Friendly Finance Discount Corp. v. Bradley

705 F.2d 1409, 8 Collier Bankr. Cas. 2d 826, 1983 U.S. App. LEXIS 28042, 10 Bankr. Ct. Dec. (CRR) 1276
CourtCourt of Appeals for the Fifth Circuit
DecidedMay 12, 1983
DocketNo. 82-4471
StatusPublished
Cited by14 cases

This text of 705 F.2d 1409 (Friendly Finance Discount Corp. v. Bradley) is published on Counsel Stack Legal Research, covering Court of Appeals for the Fifth Circuit primary law. Counsel Stack provides free access to over 12 million legal documents including statutes, case law, regulations, and constitutions.

Bluebook
Friendly Finance Discount Corp. v. Bradley, 705 F.2d 1409, 8 Collier Bankr. Cas. 2d 826, 1983 U.S. App. LEXIS 28042, 10 Bankr. Ct. Dec. (CRR) 1276 (5th Cir. 1983).

Opinion

PER CURIAM:

This case arises under chapter 13 of the new Bankruptcy Code, 11 U.S.C. §§ 1301-1330 (Supp. V 1981), and requires us to decide, first, whether a chapter 13 wage-earner plan may be confirmed despite the fact that it permits a fully secured creditor to be paid “outside of the plan,” second, whether a section 1301 stay may prevent a creditor from collecting accelerated legal (as opposed to contractual) interest from an accommodation maker, and third, whether the creditor’s twenty-five-percent attorney’s fee in this case should be calculated on the basis of the state-court judgment of indebtedness before or after the inclusion of postjudgment interest in the principal amount.
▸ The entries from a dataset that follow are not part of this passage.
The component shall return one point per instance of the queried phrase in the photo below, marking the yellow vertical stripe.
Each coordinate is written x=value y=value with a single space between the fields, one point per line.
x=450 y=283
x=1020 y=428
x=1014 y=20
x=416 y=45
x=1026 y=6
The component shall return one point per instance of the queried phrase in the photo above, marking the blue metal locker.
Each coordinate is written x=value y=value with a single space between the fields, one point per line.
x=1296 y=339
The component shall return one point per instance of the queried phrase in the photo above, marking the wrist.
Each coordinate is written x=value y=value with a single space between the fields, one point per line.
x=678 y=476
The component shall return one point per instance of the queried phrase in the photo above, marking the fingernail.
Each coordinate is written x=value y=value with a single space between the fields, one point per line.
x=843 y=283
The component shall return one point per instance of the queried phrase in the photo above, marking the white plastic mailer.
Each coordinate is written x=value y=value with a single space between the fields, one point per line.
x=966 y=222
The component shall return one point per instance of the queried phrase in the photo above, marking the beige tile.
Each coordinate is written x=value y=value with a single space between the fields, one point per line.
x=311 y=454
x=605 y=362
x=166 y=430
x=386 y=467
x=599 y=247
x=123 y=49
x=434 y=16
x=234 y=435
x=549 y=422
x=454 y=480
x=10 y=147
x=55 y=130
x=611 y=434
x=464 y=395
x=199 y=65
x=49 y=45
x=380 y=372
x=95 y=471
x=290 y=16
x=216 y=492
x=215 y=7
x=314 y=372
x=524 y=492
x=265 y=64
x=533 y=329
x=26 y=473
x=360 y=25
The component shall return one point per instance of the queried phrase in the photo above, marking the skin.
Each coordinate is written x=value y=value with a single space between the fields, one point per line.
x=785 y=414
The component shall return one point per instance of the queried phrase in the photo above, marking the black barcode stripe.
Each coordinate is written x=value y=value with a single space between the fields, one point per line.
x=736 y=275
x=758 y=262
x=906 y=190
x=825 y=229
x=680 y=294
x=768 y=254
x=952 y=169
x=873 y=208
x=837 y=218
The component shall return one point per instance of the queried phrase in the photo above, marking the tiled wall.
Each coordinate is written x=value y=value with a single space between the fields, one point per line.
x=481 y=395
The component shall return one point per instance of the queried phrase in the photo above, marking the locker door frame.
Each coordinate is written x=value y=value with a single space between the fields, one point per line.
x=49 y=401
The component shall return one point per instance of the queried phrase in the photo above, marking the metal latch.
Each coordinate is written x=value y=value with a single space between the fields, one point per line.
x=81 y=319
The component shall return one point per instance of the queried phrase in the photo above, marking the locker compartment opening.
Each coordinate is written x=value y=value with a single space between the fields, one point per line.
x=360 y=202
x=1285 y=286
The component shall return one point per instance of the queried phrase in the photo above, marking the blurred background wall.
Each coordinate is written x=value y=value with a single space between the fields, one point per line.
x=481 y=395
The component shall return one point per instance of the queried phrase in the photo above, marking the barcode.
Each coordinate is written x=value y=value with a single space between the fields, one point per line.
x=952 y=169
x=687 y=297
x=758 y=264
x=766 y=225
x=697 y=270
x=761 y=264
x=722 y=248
For the reasons set out below, we affirm the district court’s resolution of all three issues in favor of the debtor.

This case began on November 8, 1979, when Friendly Finance Discount Corporation obtained in state court the following default judgment against the debtor, Zella Mae Bradley, and her two accommodation makers:

IT IS THEREFORE ORDERED, ADJUDGED AND DECREED that there be judgment herein in favor of plaintiff, FRIENDLY FINANCE DISCOUNT CORPORATION, and against defendants, ZELLA MAE THOMAS BRADLEY, FLORIDA GREEN, and ROSA L. DIXON, in solido, in the full sum of FIVE THOUSAND ONE HUNDRED SEVENTY-EIGHT and 98/100 ($5178.98), with interest thereon at the rate under the Consumer Credit Law from date of judicial demand until December 5, 1982, and at 8% per annum thereafter, until paid, and together with 25% upon the aggregate of principal and interest due as attorney’s fees, and all costs hereof; less a credit of $650.00, October 22, 1979.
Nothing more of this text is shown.